Dyadic Short Forms of the Wechsler Adult Intelligence Scale-IV.

Arch Clin Neuropsychol 2015 Aug 8;30(5):404-12. Epub 2015 Jun 8.

Department of Psychiatry, The University of Texas Southwestern Medical Center, Dallas, TX, USA Department of Neurology & Neurotherapeutics, The University of Texas Southwestern Medical Center, Dallas, TX, USA

Full Wechsler Adult Intelligence Scale-Fourth Edition (WAIS-IV) administration can be time-consuming and may not be necessary when intelligence quotient estimates will suffice. Estimated Full Scale Intelligence Quotient (FSIQ) and General Ability Index (GAI) scores were derived from nine dyadic short forms using individual regression equations based on data from a clinical sample (n = 113) that was then cross validated in a separate clinical sample (n = 50).

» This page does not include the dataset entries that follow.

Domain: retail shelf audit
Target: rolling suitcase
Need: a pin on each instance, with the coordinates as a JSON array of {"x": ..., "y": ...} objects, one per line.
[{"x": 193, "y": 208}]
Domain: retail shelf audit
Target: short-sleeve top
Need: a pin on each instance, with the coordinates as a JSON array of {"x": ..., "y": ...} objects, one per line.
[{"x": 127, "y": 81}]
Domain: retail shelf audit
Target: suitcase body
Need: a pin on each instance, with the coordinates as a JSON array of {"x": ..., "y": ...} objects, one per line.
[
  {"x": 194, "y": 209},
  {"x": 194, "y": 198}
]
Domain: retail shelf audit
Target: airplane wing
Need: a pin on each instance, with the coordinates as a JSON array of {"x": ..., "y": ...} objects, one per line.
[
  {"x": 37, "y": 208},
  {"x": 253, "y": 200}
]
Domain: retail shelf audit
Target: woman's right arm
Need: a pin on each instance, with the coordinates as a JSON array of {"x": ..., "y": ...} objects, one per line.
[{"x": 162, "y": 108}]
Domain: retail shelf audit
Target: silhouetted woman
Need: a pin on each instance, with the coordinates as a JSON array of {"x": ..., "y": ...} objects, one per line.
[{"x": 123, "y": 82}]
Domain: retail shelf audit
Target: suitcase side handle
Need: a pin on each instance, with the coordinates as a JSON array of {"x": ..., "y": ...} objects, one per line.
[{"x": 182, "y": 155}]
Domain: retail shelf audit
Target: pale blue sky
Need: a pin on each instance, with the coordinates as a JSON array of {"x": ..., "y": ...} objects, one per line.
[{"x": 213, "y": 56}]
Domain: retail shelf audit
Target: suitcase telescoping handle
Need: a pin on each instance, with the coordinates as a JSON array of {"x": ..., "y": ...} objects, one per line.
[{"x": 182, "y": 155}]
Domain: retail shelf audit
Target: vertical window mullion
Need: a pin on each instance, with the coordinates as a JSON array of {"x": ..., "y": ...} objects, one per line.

Derived scores accounted for 70%-83% of the variance in FSIQ and 77%-88% of the variance in GAI. Predicted FSIQs were strongly associated with actual FSIQ (rs = .73-.88), as were predicted and actual GAIs (rs = .80-.93). Each of the nine dyadic short forms of the WAIS-IV was a good predictor of FSIQ and GAI in the validation sample. These data support the validity of WAIS-IV short forms when time is limited or lengthier batteries cannot be tolerated by patients.